Война против политики эстетики представляет особый интерес для Рансьера.  Позитивистские догматические адепты «политической науки» и «аналитические философы» упрекают критических мыслителей, больше озабоченных нередуцируемыми качествами человеческого положения как сущностью слишком абстрактной или эзотерической. Это привело к заметной маргинализации, вторичности и случаям прямой дискриминации тех, кто придерживается позиции, что энергия творчества, воображения и любви к своим согражданам является эмансипаторной воспитательной силой. Вспомним Ханну Арендт, одного из ключевых мыслителей взаимодействия эстетики и политики: в большинстве случаев политическое насилие не производится безумными монстрами. То, что некоторых  людей следует предать смерти во имя высшего блага (либо в целях самозащиты или, по более общему мнению, предусмотрительно и заранее «принять меры обеспечения нашей будущей безопасности»). Одна эта настоятельная проблема требует не просто жесткой дискуссии об этическом субъекте насилия. Она требует совершенно новой концепции политического.
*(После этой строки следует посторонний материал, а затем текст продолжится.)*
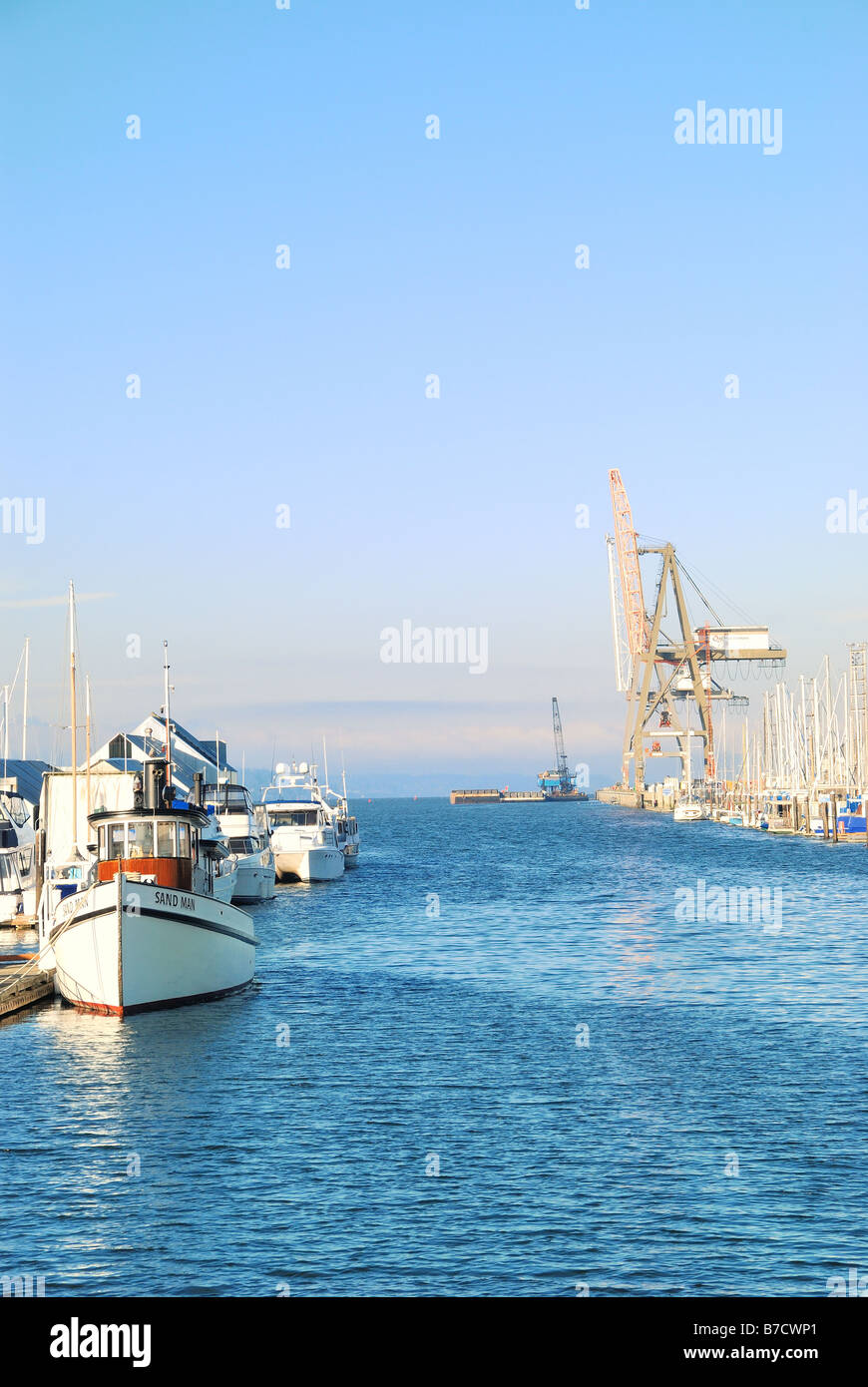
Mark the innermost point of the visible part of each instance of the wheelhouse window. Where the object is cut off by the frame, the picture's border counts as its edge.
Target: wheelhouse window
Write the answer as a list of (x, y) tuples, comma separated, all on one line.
[(166, 839)]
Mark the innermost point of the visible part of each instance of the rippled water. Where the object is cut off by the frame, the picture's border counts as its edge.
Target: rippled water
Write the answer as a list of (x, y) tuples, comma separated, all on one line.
[(422, 1039)]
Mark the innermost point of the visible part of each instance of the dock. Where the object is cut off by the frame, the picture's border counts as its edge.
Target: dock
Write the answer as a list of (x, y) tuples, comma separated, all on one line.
[(512, 796), (21, 984)]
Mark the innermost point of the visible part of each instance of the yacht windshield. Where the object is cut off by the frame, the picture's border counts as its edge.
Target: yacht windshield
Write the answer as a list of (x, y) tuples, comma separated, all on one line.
[(291, 817)]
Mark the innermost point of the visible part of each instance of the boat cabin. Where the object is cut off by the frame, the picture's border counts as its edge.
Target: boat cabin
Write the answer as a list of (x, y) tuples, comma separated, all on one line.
[(161, 843), (227, 799)]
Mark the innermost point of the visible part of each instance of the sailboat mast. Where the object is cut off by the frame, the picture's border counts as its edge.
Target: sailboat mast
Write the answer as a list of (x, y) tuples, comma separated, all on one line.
[(72, 722), (166, 707), (88, 740)]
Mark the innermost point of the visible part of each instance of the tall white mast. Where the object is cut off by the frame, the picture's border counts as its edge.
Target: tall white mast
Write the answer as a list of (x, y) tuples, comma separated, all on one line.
[(166, 708), (27, 675), (88, 740)]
Именно на эту задачу нацелен обширный пласт работ Жака Рансьера. Многое из представленного в Фигурах, за исключением примеров, окажется уже знакомым для тех, кто следит за его мыслью. Центральный посыл этой книги – всякий образ включает в свою рамку частные резонансы и ряд политических отпечатков, которые возможно деконструировать и открыть для последующей интерпретации – становится руководством от Рансьера. Соответствующим оказывается  и задействованный методологический стиль, поскольку автор продолжает демонстрировать острую проницательность в  обнаружении и анализе политических смыслов искусства, чтобы сделать зримой репрезентативную схематику. Следуя этой логике, Рансьер отправляет своих читателей в захватывающее и тревожащее путешествие  через «четыре чувства истории», «три поэтики современности» и «три формы раскрашивания истории», чтобы сформировать отчетливые, хотя и ограниченные числом, условия для критики.  
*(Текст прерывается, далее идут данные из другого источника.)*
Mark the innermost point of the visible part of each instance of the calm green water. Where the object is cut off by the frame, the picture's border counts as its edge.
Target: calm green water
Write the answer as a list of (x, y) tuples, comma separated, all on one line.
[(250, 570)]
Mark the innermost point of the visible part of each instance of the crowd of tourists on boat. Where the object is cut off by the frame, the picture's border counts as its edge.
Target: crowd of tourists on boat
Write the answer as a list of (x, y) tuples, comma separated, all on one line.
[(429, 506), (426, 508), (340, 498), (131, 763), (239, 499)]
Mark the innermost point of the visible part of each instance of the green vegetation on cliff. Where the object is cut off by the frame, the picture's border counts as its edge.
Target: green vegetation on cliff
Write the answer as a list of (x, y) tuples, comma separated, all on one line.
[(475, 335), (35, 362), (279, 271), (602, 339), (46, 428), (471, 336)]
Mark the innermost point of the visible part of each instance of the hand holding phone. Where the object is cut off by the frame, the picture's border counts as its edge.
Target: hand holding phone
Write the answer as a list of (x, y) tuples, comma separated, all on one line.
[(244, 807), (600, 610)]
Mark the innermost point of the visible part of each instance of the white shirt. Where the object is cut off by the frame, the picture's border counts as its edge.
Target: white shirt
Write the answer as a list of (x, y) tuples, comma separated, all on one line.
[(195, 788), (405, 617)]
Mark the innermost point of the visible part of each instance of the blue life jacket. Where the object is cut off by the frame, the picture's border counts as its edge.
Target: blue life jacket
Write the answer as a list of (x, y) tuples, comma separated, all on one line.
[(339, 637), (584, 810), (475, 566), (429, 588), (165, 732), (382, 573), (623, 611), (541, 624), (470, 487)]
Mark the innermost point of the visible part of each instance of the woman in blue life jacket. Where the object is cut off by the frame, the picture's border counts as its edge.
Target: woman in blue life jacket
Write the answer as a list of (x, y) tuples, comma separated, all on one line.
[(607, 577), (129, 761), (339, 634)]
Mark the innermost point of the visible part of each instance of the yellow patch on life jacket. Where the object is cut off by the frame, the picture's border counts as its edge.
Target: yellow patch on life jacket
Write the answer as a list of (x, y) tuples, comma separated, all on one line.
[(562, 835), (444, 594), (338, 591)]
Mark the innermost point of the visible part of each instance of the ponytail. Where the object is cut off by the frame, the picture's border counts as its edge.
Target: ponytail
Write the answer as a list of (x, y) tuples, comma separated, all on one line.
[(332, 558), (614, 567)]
Важным в этой книге, несомненно, является отчетливый жест, напрямую соединяющий эстетику с насилием. Как Рансьер раскрывает в, возможно, наиболее убедительной главе «Перед лицом исчезновения»:

Немецким словом для предельной  формы такого стремления,  как мы знаем, является Vernichtung, означающее редукцию к ничто, уничтожение, но также и уничтожение этого уничтожения, исчезновение его следов, исчезновение самого имени. Особенным в уничтожении нацистами евреев в Европе было безжалостное планирование как истребления так и его невидимости. Это вызов со стороны ничто, который история и искусство должны принять совместно: разоблачить процесс, которым производилось исчезновение вплоть до исчезновения самого процесса.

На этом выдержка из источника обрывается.